In der Gärtnerstraße 81a in Halstenbek, nur ein paar hundert Meter von der Wohnmeile entfernt, ist in einem gelben Klinkerbau die Aalversandstelle des Deutschen Fischerei-Verbands untergebracht.

Halstenbek. Aale haben es auch nicht leicht. Um in unsere Breiten vordringen zu können, müssen sie bis zu 8000 Kilometer zurücklegen. Von der schönen Sargassosee zwischen Florida und den Bahamas geht es nach dem Schlüpfen mit Unterstützung des Golfstroms in Richtung Europa. Etwa drei Jahre dauert die Tour durch den Atlantik, die die Fische als winzige Aallarven beginnen und als knapp sieben Zentimeter lange Glasaale vorerst beenden.

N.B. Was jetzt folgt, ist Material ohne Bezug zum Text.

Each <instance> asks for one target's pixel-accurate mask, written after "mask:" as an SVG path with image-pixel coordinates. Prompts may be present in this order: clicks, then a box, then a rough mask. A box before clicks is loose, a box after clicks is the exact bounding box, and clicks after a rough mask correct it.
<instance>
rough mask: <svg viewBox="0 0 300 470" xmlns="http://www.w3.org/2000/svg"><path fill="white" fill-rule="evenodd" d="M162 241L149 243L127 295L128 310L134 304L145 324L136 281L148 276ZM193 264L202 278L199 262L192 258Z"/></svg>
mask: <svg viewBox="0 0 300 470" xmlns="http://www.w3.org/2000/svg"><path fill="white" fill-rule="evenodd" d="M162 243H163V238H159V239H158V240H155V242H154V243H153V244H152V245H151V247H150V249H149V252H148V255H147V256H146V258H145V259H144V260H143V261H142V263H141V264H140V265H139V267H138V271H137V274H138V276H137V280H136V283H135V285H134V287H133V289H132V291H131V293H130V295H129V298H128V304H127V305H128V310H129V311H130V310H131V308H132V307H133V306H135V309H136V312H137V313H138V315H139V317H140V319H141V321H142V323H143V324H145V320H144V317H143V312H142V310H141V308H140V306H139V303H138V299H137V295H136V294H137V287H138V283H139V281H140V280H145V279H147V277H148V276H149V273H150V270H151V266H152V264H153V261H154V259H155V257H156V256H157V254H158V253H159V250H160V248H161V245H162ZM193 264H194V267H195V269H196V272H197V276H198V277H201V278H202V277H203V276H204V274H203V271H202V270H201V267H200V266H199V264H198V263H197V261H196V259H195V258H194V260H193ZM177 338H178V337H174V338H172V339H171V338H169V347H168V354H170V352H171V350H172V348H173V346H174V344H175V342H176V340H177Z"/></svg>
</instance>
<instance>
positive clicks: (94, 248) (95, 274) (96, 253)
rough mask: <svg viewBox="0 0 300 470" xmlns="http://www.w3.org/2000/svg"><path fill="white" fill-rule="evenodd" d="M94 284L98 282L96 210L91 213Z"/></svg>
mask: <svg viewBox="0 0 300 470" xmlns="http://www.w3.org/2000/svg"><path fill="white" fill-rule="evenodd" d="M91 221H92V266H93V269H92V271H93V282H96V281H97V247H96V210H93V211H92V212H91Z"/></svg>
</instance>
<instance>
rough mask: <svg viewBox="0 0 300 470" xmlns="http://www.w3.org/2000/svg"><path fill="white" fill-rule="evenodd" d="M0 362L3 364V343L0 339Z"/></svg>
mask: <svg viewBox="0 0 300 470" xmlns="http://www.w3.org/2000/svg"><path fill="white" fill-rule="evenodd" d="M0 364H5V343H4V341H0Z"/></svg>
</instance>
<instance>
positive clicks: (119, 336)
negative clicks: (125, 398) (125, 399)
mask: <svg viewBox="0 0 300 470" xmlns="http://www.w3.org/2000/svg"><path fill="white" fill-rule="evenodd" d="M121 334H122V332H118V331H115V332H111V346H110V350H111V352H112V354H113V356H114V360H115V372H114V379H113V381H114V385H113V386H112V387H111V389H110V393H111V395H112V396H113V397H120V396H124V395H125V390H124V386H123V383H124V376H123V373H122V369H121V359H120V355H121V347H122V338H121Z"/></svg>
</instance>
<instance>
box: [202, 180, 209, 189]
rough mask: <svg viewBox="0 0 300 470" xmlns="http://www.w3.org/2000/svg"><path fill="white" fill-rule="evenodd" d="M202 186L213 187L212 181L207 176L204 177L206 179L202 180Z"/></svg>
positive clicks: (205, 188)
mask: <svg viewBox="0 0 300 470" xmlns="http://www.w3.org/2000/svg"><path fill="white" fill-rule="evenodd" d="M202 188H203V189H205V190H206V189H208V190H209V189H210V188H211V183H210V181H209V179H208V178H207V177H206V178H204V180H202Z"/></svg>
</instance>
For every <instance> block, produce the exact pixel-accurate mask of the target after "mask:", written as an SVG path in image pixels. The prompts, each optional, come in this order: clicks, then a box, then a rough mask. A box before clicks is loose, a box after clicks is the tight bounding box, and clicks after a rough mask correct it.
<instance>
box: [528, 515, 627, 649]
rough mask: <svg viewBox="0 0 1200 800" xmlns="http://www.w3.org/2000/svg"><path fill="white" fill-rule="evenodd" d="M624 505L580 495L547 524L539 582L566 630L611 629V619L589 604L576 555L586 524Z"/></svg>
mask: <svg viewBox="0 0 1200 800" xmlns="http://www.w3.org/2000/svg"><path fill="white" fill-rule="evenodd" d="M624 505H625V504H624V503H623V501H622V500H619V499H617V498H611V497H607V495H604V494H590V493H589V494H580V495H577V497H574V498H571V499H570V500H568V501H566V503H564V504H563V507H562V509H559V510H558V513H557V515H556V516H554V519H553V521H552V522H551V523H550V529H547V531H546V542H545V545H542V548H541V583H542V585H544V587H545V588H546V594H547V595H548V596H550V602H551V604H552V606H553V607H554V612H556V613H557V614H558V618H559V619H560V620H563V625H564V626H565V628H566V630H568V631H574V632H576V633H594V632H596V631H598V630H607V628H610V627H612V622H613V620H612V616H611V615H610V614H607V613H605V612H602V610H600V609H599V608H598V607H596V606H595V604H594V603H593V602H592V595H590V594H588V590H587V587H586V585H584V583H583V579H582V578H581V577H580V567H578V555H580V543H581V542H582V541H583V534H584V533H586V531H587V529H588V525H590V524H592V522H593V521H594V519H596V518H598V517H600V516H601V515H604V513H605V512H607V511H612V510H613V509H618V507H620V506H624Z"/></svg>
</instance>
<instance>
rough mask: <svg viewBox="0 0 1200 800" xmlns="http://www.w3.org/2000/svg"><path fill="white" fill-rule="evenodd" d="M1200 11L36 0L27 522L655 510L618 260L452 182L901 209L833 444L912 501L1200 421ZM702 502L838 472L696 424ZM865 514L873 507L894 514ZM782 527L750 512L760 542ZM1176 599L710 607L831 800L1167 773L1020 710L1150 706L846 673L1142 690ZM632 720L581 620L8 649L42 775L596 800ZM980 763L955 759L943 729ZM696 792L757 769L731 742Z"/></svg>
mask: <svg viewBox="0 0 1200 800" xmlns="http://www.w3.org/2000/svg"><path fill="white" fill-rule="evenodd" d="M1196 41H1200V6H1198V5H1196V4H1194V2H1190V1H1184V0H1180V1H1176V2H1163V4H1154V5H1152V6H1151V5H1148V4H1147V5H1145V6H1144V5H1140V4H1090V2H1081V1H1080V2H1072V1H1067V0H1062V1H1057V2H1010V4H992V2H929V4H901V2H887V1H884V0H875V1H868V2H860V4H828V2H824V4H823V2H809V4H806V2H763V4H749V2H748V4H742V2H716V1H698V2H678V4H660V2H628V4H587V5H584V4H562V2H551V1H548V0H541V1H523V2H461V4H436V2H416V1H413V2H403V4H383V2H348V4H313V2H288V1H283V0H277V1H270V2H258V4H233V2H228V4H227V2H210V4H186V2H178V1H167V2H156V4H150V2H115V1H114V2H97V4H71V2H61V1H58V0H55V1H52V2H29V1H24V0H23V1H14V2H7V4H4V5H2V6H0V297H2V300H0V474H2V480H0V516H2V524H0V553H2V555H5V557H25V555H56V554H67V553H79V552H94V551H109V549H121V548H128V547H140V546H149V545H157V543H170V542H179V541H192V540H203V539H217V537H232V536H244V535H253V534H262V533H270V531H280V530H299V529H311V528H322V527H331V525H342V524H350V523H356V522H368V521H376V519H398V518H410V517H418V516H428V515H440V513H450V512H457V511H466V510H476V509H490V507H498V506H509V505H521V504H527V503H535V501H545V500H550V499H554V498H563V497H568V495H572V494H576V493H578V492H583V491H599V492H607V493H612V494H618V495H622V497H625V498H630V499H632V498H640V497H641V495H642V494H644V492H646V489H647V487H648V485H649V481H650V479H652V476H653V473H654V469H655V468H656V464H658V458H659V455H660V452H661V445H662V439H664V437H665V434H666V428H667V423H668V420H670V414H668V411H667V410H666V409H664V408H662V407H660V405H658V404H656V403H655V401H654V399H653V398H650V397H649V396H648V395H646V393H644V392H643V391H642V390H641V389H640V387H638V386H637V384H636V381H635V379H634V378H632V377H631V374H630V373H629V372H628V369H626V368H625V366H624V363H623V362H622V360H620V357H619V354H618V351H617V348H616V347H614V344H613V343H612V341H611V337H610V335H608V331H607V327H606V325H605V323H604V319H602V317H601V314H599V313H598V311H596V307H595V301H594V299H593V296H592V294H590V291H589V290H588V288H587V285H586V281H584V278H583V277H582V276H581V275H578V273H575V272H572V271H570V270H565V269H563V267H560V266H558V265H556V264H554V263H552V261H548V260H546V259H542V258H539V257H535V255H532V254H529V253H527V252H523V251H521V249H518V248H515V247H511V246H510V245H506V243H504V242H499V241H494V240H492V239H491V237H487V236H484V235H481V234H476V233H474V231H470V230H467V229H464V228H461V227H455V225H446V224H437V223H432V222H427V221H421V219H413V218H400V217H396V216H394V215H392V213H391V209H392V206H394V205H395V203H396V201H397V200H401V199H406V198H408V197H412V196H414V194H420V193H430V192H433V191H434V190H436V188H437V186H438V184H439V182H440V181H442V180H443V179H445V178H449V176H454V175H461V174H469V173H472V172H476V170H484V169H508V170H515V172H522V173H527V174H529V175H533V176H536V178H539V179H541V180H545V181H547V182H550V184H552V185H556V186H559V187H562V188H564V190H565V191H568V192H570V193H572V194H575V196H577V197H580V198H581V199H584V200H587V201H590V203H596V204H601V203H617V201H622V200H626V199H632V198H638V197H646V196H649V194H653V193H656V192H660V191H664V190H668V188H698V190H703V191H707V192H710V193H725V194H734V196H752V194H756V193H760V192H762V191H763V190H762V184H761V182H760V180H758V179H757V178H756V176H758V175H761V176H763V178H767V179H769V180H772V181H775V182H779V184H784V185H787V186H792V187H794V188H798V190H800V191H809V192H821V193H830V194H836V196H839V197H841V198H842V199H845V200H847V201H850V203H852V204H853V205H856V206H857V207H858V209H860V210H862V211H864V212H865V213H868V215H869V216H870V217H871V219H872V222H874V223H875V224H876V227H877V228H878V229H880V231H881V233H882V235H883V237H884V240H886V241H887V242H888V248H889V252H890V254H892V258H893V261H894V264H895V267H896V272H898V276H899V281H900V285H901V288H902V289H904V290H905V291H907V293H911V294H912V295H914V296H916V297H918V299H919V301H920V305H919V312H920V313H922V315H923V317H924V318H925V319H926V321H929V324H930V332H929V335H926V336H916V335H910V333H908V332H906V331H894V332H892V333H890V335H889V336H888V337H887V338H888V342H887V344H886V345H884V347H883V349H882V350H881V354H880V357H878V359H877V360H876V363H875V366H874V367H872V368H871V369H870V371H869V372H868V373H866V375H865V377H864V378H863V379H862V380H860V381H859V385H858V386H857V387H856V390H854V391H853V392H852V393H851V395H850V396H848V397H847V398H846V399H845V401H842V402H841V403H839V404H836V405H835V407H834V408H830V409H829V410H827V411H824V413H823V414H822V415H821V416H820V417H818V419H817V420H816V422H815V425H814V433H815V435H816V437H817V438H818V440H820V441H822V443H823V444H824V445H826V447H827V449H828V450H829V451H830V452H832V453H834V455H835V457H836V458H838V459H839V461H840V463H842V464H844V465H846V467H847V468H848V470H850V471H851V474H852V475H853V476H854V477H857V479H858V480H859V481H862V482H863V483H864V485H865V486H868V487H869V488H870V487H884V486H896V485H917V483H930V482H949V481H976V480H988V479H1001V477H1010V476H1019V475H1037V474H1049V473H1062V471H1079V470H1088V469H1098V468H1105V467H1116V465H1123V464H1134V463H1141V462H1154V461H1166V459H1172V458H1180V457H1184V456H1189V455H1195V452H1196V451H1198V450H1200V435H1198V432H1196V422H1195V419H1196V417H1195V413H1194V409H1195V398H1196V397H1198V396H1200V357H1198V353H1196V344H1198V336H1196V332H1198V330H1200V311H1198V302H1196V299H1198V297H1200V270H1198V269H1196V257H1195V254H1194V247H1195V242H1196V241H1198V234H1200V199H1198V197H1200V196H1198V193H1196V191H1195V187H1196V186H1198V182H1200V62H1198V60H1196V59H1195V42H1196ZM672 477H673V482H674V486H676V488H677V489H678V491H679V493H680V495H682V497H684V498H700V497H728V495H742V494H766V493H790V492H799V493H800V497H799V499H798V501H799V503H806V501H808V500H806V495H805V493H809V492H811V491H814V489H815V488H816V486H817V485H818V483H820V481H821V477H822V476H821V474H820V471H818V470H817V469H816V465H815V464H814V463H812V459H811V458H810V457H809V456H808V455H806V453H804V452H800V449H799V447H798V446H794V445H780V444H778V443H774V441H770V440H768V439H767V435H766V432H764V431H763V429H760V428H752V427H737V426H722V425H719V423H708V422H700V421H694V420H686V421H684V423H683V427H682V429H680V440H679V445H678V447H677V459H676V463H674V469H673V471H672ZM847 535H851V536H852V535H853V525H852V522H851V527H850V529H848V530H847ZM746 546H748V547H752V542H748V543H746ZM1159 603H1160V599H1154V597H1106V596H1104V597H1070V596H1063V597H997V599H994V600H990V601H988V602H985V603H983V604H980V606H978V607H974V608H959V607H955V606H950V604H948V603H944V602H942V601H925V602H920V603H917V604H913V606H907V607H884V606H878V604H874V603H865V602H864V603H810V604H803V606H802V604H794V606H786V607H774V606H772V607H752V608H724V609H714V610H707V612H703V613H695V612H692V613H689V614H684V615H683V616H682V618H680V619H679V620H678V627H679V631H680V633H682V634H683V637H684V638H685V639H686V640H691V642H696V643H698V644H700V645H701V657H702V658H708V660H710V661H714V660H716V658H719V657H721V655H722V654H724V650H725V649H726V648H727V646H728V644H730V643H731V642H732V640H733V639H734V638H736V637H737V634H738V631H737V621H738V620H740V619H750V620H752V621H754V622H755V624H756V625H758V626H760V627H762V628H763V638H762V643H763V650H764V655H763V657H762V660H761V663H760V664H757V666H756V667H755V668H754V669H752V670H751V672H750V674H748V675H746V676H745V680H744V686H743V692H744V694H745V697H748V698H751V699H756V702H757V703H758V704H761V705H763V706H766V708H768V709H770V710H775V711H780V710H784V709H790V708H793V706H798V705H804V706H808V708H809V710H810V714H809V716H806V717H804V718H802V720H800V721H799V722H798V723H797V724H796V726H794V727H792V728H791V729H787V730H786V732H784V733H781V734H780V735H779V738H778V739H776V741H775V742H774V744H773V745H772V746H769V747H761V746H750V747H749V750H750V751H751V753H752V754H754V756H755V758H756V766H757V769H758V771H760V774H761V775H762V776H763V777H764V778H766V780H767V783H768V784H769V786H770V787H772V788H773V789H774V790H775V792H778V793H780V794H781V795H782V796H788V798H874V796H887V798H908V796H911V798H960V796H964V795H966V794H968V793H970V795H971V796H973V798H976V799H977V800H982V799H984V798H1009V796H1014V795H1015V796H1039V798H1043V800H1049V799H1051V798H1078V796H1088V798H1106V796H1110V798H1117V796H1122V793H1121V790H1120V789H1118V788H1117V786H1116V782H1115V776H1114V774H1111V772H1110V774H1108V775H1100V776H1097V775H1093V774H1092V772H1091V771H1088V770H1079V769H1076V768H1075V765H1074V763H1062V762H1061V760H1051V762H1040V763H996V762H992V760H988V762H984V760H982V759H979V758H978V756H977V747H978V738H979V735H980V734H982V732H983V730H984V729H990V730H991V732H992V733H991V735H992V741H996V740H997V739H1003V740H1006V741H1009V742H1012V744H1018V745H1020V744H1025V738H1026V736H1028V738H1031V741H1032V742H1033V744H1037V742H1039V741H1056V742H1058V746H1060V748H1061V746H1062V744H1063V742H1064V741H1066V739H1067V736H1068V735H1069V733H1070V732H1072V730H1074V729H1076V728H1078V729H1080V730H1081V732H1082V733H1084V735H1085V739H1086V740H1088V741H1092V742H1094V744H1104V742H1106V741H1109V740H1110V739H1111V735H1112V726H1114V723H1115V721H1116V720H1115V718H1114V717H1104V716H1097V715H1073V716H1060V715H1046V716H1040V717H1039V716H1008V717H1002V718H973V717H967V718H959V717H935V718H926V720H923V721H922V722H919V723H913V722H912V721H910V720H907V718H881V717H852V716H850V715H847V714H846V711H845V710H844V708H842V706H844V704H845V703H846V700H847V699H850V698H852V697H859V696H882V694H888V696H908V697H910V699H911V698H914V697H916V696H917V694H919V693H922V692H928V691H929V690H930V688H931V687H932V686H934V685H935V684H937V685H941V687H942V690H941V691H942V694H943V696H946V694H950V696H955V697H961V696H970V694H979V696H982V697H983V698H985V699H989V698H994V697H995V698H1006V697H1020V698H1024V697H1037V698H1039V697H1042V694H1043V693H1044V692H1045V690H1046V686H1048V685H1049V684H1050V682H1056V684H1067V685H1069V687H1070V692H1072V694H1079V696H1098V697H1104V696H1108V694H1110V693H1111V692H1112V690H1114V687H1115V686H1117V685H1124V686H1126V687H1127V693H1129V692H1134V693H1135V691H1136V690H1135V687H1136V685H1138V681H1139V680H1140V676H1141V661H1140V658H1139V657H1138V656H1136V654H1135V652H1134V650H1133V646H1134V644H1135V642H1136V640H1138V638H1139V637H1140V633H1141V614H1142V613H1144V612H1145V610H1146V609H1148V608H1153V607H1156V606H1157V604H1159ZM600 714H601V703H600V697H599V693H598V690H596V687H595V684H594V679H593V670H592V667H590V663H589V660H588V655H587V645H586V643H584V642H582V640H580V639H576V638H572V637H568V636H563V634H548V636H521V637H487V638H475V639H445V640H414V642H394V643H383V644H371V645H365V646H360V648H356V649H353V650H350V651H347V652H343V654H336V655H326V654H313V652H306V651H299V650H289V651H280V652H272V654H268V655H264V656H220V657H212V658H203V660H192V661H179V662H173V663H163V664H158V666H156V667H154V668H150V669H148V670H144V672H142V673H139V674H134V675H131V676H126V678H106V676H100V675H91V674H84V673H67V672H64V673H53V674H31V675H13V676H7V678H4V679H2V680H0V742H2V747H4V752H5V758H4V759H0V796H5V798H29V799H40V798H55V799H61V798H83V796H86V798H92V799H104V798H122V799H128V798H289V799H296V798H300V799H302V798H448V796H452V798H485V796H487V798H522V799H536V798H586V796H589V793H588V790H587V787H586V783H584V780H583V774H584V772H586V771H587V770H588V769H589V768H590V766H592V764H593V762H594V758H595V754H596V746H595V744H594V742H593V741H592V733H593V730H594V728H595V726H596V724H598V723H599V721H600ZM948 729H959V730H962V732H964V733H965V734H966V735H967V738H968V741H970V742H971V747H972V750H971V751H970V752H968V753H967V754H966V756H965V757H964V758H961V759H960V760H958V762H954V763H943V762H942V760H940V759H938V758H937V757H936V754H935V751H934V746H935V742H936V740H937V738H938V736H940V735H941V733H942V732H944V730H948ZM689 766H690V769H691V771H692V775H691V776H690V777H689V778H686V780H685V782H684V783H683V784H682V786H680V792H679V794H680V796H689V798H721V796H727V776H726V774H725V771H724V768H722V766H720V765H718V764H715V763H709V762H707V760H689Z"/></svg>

Was kaum jemand über die reisefreudigen Wanderfische weiß: Ein Großteil dieser schlangenförmigen Wasserbewohner macht nach dem Europatrip erst mal in Halstenbek Station. Nicht etwa im Krupunder See, sondern an der Gärtnerstraße 81a, nur ein paar Hundert Meter von der Wohnmeile entfernt. Dort ist in einem gelben Klinkerbau die Aalversandstelle des Deutschen Fischerei-Verbands untergebracht.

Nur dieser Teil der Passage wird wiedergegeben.